Three months ago, Latonya Moore's life was turned upside down. 

Her 11-year-old son, Evan Thomas, was found unresponsive on Dec 13. Thomas, a sixth-grader at Glenview Middle School in East Moline, was diagnosed with T-cell leukemia that Moore described as being stage three.

Since that time, Evan has been undergoing treatment at OSF St. Francis Medical Center, Peoria.

Moore has three other children — DeJone, 16, Casha 14, and Faron, 9 — and has been trying to take the bus to and from Peoria to spend the necessary time with Evan. Taking the bus to Peoria and back left little flexibility for Moore and her husband, Aaron.

What Moore needed was reliable transportation.

Moline Police officer Pat Moody heard heard about her situation and stepped up to the challenge. 

With the help of the Moline Municipal Credit Union and a friend at Cheap Cars in Silvis, Moore received a surprise gift Tuesday: a 2005 Ford Freestyle ready to go with taxes, registration and insurance paid for a year.

Tuesday marked the fifth time Moody has stepped in to provide a car for someone in need, and the second time the credit union has helped. 

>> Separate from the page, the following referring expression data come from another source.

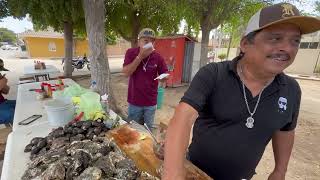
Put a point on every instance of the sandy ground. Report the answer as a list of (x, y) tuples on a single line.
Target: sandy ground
[(305, 160)]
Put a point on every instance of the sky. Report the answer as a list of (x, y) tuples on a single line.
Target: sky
[(19, 26)]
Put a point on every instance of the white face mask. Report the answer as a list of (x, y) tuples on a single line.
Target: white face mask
[(148, 45)]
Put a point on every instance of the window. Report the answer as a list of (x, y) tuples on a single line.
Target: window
[(304, 45), (313, 45), (52, 47)]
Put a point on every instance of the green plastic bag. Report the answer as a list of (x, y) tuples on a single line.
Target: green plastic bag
[(90, 105), (74, 90)]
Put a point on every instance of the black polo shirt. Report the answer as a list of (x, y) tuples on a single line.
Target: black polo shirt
[(222, 145)]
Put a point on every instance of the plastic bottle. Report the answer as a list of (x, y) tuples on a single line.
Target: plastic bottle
[(104, 103), (94, 87)]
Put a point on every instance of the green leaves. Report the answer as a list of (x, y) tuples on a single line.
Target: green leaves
[(127, 17), (7, 36)]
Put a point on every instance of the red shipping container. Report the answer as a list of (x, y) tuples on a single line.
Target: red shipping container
[(172, 49)]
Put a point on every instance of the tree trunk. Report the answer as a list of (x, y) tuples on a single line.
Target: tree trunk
[(135, 30), (68, 43), (205, 30), (94, 11), (94, 18), (229, 44)]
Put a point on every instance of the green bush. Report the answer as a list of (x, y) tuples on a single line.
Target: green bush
[(222, 56)]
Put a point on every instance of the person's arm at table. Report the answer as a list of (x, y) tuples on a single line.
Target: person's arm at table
[(4, 88), (177, 141)]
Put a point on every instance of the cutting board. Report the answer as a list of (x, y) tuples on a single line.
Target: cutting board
[(138, 146)]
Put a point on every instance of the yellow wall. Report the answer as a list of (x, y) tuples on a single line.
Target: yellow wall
[(38, 47)]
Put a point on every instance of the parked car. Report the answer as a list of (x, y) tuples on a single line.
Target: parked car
[(211, 56), (13, 48), (9, 47)]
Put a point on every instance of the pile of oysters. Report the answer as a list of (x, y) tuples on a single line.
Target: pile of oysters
[(80, 151)]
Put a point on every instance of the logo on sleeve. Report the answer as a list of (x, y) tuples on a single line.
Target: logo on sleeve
[(282, 102)]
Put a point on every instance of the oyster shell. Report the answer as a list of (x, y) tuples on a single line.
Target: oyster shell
[(91, 173), (55, 171)]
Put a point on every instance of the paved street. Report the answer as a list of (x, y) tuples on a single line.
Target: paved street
[(16, 66)]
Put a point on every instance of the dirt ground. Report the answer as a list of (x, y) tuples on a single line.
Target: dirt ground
[(305, 160)]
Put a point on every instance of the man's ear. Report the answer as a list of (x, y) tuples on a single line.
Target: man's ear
[(244, 44)]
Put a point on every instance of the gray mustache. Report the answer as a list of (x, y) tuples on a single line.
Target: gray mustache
[(279, 56)]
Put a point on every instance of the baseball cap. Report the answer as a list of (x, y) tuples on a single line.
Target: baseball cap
[(146, 32), (282, 13), (2, 66)]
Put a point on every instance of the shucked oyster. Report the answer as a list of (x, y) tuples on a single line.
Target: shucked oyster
[(91, 173)]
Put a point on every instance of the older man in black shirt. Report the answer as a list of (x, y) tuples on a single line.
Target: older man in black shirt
[(238, 106)]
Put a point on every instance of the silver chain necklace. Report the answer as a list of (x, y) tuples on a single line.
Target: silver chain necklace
[(250, 120)]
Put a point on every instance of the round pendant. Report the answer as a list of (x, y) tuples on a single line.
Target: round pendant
[(250, 122)]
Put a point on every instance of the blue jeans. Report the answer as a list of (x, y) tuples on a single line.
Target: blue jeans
[(142, 114), (7, 111)]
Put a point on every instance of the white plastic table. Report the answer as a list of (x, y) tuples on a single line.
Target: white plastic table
[(36, 73), (28, 105), (15, 160)]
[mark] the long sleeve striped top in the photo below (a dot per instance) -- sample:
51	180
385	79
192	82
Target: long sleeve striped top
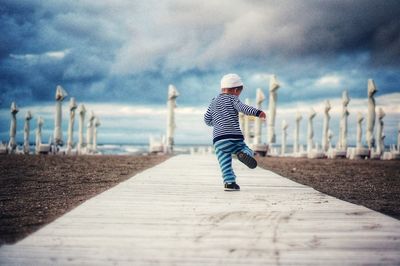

Moore also received a much-needed check from the GoFundMe account that was set up by teachers at Glenview Middle School and a Chicago Bears sweatshirt and cap for Evan. 

“He can sit up now and put it on,” Moore said.

“I just can’t believe this. I feel like I’m over the hill, thank you Jesus," Moore said as she gave a hug to Connie Adkison, president and CEO of the Moline Municipal Credit Union. "I don’t know how we could do this, or conceive to do this, without all of you."

Reflecting on the gift, Moore said she is thankful above all else. 

“I get to bring my kids where they can actually see that there are kind and good and decent people in the world. I get a chance to raise them in peace and calm and tranquility," she said.

The three Glenview Middle School teachers who raised the money — Lisa Cantrell, Margo Miller and Talia Gryp — said Evan is a nice kid who is willing to do anything to help others. And it wasn't just the three teachers who contributed — the entire district chipped in to raise money.

The most recent car Moody provided, the first time the credit union was involved, went in October to a family that immigrated to the area from Sudan. 

The first recipient was Danielle Robinson, whose car was totaled in a crash that Moody investigated. “I felt so bad for her,” Moody said.

Courtney Watson and Jenni Renfro were the second and third recipients of Moody’s generosity.

“He got me a truck two years ago just after Thanksgiving,” Watson said. “That truck takes me everywhere I need to go.”

But it’s not all that Moody does for people, Watson said. “He has given all kinds of stuff to different people and kids. There was a guy who got around on a bicycle and Pat bought him a new pair of shoes and insulated pants. He does a lot for people.”

Evan’s next stop after getting out of OSF St. Francis, Moore said, will be to a rehabilitation facility in Chicago. Evan experiences paralysis and will need extensive physical therapy as he continues to fight the cancer.

Anyone who would like to donate to Evan and his family may do so at: www.gofundme.com/evan-thomas-benefit-fund.